# How do you calculate the distance above the surface of the earth to geosynchronous orbit?

Jan 9, 2016

The height of a geostationary orbit is calculated as the distance required to have an orbital period of 24 hours.

#### Explanation:

The force of gravity acting on a satellite is given by the formula

$F = \frac{G M m}{r} ^ 2$.

Where $G = 6.67384 {m}^{3} / \left(k g \cdot {s}^{2}\right)$ is the gravitational constant, $M = 5.972 \cdot {10}^{24} k g$ is the mass of the Earth, $m$ is the mass of the satellite and $r$ is the distance from the centre if the Earth to the satellite.

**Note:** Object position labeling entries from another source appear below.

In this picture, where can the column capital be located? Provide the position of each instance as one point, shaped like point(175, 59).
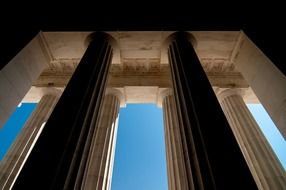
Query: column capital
point(223, 93)
point(162, 93)
point(171, 38)
point(118, 93)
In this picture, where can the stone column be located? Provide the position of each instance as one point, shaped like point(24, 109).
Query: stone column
point(98, 170)
point(265, 79)
point(18, 153)
point(17, 77)
point(176, 168)
point(262, 161)
point(210, 147)
point(59, 156)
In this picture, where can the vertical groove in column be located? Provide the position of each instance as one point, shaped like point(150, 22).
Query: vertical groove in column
point(98, 171)
point(262, 161)
point(210, 146)
point(15, 158)
point(177, 170)
point(60, 153)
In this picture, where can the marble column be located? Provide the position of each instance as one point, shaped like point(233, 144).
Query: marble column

The centripetal force required to keep the satellite in orbit is given by the formula

$F = m \cdot r \cdot {\omega}^{2}$.

Where $m$ and $r$ are as above and

$\omega = \frac{2 \pi}{24 \cdot 60 \cdot 60}$

is the angular velocity of the satellite in radians per second. The value of $\omega$ given is the angular velocity required to complete a full orbit, $2 \pi$ radians, in 24 hours.

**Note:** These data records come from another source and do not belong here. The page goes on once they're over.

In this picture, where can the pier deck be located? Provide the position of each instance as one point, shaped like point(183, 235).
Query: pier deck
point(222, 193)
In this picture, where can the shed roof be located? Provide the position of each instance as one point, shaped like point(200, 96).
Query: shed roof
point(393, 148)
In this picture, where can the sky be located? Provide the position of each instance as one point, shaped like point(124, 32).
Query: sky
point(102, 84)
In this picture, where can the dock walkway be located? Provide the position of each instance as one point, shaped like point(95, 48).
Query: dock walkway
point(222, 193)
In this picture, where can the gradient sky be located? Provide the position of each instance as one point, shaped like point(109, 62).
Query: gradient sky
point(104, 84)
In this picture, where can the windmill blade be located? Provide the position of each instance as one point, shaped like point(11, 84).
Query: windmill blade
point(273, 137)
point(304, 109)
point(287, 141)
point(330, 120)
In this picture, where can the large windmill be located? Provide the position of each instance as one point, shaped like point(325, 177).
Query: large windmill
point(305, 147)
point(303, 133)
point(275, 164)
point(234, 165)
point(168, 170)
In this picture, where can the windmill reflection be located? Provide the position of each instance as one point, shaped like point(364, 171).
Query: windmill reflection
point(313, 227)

When a satellite is in orbit the gravitational force must equal the centripetal force which gives the formula

$\frac{G M m}{r} ^ 2 = m r {\omega}^{2}$

The $m$ cancels out and the formula can be rewritten as

${r}^{3} = \frac{G M}{{\omega}^{2}}$.

The distance is from the centre of the Earth so we need to subtract the radius of the Earth $R = 6 , 371 , 000 m$.

So the height of geostationary orbit h is given by the formula:

$h = {\left(\frac{G M}{{\omega}^{2}}\right)}^{\frac{1}{3}} - R$

If the stated values of G, M, $\omega$ and $R$ are put into the formula it gives a value of about $\text{35,870,000 m}$.